End of Linsanity Another Chapter in Same Old Knicks Story

Deciding to let Jeremy Lin leave for Houston shouldn't come as a shock

The tabloids can fire all their pun writers because Linsanity is over.

Jeremy Lin is a Rocket and we're left to pick up the pieces of another shattered Knicks dream. It's hard to think of too many sports moments that matched Lin's arrival on the scene when it comes to sheer improbable giddiness. It is even harder to think of a way to rationalize willingly handing it all away.

Sports are about winning, obviously, but professional sports are also about business and entertainment. Lin was good for the last two things and there was enough reason to hope he'd help with the first to roll the dice on spending the admittedly absurd salary he would command in 2014-2015.

For the Knicks to turn their back on Lin after years of throwing bad money after awful and to do it in such a smug way makes you question why you even bothered caring in the first place, although the same could be said of every night the Mets bullpen finds a new way to turn victory into defeat.

Having said that, the rising tone of outrage feels quite unrealistic for anyone who didn't start following the Knicks when Lin hit the scene. It's like the people who scream at the top of their lungs about the latest scandal in college sports while blissfully ignoring the fact that college sports have always been as corrupt as New Jersey politics.

Being upset about the way things went down is perfectly fine, but acting like this wasn't par for the course is simply willful blindness. From the moment he traded Patrick Ewing, James Dolan has made it exceedingly clear that he operates to the beat of a drummer heard only by him and that said drummer's beat will always lead him to make hash of promising situations.

Oh, we were just as fooled as anyone else in this case. When the ruling came that the Knicks could keep Lin via his Early Bird rights, we jumped right past the thoughts of ways to screw this up and concentrated on Lin's return along with an eerily prescient mention of Raymond Felton's potential return to the Garden.

But being fooled by Dolan in 2012 isn't something that should lead anyone to say "Shame on you." Shame's on us. If you allow yourself to be fooled for the 374th time by the same guy pulling the same petty moves that confirm he cares only about being the man in charge of a fiefdom and not about the ultimate success of the fiefdom, then the other guy isn't the problem.
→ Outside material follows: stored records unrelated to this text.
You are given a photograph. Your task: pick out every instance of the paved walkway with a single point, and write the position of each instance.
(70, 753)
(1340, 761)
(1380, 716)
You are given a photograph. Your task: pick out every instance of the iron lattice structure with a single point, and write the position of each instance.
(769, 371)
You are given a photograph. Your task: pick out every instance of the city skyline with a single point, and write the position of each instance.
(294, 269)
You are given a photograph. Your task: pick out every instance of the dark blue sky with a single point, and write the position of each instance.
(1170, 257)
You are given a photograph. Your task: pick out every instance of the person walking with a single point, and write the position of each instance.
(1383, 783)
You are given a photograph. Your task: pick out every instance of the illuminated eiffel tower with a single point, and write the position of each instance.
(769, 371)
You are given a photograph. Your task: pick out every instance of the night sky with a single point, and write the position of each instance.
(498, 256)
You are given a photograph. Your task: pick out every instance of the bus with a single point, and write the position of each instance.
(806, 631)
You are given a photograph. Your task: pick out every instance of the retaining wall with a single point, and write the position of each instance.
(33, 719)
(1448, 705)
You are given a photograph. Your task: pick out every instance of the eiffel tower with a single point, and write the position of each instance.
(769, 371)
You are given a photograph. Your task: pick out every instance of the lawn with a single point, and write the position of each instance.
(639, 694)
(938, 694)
That Dolan would do this because he was cheesed off about Lin following the same rules as everyone else -- the Knicks encouraged him to solicit other offers in the first place knowing full well about poison pill third years -- and then try to blame the size of the contract was, in hindsight, the most predictable outcome for this whole situation. It's Dolan's Razor: When you have competing courses of action, always choose the one that makes the least sense to anyone who isn't James Dolan.

The scary thing about this is that you have to imagine plenty of people in the Knicks organization allowed themselves to get fooled by Dolan on this one as well. All of the luxury tax talk about Lin's contract ignores the fact that signing Marcus Camby, Jason Kidd and Felton for $21 million over the next two seasons -- more than Lin will make and they'll combine to get halfway to the reviled third year of his deal to boot-- put them over the tax apron even without throwing Lin's contract onto the bonfire.

You don't go into the penalty for an old backup center, an old backup point guard who needs someone to tell him what a taxi is and an overweight guard coming off a bad season unless you are also willing to do it for a 23-year-old point guard with ancillary benefits to go with the potential he showed last season. Every move the Knicks made pointed to one direction before Dolan grabbed the wheel.

How much this will actually impact the Knicks on the court this season is a question worth debate given how awkward a fit Lin appeared to be with the offense Mike Woodson plans to run on a team overloaded with awkward fits. What's not up for debate is how it will impact Carmelo Anthony.

The storyline of Melo forcing Lin out of town is going to have legs because Anthony remains a lightning rod for fans upset about the trade that brought him here and those who think that he's short of being a star player despite the evidence to the contrary. If he struggles early in the season, it is going to get really, really Isiah-level ugly at the Garden and the halcyon days when Lin was outdueling Kobe will seem as sepia-toned as anything featuring Walt Frazier.

Sadly, it won't be much of a surprise to see things turn out that way. Just don't pretend to be outraged when it does because it's just business as usual for the Knicks.